雲の上への扉

一つの芸術

私はツキコに促されるまま、ハルの細く透明感のある白い腕に手のひらを重ねた。
さらりとした滑らかな肌はやはり人間のそれとは違う。
柔らかに見えるが触るとしっかりとしており、きめ細かく不思議な質感がある。
昔姉が持っていた着せ替え人形や自分が持っていたヒーローのビニール製の人形とは明らかに違う素材で作られているようだ。

南野のホームページを見た際に軽く調べたラブドールの知識を思い出してみる。
安価なソフトビニール製のものとシリコン製のものがある、と書かれていた。
こだわりのある南野のことだから、安価なものを愛好しているとは思えない。
見た感じ、手も加えられているのだろうがこの人形はどことなく気品というか細かな気使いというか、高価なものに見える。
それにこの手触りにはわずかに覚えがある。
そう、あれはホームセンターなんかで見たことがある調理器具なんかに使われているアレだ。
うちにも電子レンジで蒸し料理を作るための蓋つきのものがある。
確か、シリコンスチーマーと言っただろうか。
この手のひらに吸い付くようなしっとり感、柔らかさ、わずかな記憶だがとても似ている気がする。

「これは、シリコンですか?」


私はハルの腕を撫でながら訪ねた。


「まぁ、近いものですね。
厳密にはエラストマーっていうシリコンとゴムを合わせた感じの弾力のある素材なんですけど。
ドールによってはシリコンの子もいるし、最近はハルみたいにエラストマー製の子が流行で、触り比べるとかなり違うんですけど、シリコンよりエラストマーの方が柔らかくてより質感が人肌に近いんです」

「なるほど」


ツキコはもう一人の人形、ユメのドレスの袖を大きく捲り上げて露わになった腕を手に取るとゆっくりと力を込めて彼女の肘を曲げた。

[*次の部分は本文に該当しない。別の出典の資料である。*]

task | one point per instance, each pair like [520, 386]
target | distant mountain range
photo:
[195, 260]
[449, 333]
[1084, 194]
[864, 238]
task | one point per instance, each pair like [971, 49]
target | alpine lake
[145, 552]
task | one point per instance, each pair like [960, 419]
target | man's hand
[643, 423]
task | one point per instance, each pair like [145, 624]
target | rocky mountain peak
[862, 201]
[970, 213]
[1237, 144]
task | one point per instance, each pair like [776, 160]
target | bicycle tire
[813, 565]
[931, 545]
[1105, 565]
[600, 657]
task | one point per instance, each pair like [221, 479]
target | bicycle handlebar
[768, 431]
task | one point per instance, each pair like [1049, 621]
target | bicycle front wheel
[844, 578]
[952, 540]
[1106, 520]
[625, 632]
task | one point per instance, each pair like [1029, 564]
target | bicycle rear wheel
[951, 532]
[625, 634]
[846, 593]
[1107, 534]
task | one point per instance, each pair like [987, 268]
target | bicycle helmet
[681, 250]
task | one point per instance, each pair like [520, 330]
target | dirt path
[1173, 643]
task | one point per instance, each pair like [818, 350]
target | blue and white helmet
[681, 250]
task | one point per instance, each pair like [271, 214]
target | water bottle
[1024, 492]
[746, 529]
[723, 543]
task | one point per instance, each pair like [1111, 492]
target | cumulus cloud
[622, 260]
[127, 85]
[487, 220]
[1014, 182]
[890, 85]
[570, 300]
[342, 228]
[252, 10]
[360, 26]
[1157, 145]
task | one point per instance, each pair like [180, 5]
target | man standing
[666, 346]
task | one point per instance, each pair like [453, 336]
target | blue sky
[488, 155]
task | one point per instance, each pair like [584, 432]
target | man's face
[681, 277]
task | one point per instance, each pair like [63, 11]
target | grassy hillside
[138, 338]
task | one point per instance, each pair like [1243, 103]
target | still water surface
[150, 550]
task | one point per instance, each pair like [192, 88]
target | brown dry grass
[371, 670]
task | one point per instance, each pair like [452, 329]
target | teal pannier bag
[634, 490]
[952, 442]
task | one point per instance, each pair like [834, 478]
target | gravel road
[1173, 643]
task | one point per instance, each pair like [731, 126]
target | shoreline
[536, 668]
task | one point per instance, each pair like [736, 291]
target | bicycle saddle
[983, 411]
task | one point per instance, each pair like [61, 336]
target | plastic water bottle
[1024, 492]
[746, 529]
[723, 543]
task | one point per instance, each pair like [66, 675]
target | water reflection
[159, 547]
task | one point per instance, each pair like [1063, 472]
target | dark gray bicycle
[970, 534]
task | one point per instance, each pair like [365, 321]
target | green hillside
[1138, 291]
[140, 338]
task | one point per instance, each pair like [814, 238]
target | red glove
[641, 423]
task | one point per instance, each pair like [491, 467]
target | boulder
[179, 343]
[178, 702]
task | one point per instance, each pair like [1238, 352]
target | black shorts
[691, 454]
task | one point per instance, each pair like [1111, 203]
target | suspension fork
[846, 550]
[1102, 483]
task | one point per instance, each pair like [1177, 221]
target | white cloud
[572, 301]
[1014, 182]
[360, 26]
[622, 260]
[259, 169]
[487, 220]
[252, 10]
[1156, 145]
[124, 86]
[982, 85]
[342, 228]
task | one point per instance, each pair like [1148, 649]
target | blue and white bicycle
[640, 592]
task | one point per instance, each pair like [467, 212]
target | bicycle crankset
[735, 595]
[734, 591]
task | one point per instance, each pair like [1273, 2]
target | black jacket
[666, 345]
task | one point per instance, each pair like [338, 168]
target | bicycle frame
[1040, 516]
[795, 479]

「こうして関節を動かすのもシリコンより楽なんですよ、柔らかいから。
柔らかいおかげで可動域も増えてポーズの幅も拡がりましたし、シリコンよりも強度が高いので断裂もしにくいんです。
まぁ、まったく難点がないってわけでもないんですけど現状はかなり完成度は高いですよ」


したり顔でこちらを見るツキコの言葉に私は感心して頷いた。


「素材もいろいろと進化しているんですね」


といっても、私は他の素材で作られたラブドールを見たことはないのだが。
そもそも持っていたイメージは空気を入れて膨らませるようなビニールの人形だったのだ。
それに比べると、確かにこうして彼女たちを知るまでのイメージよりは明らかに、圧倒的に進化していると思う。
私の言葉にツキコは頷いた。


「人形にはロマンがありますからね。
ラブドールは元々アダルトグッズとして作られたものですけど、今ではこんなにリアルでこだわって作られてる。
もう一つの芸術ですよ」


そのツキコの言葉にはどこか重みがあった。
この人もまた、人形に魅了され本気で向き合う人間の一人なのだ。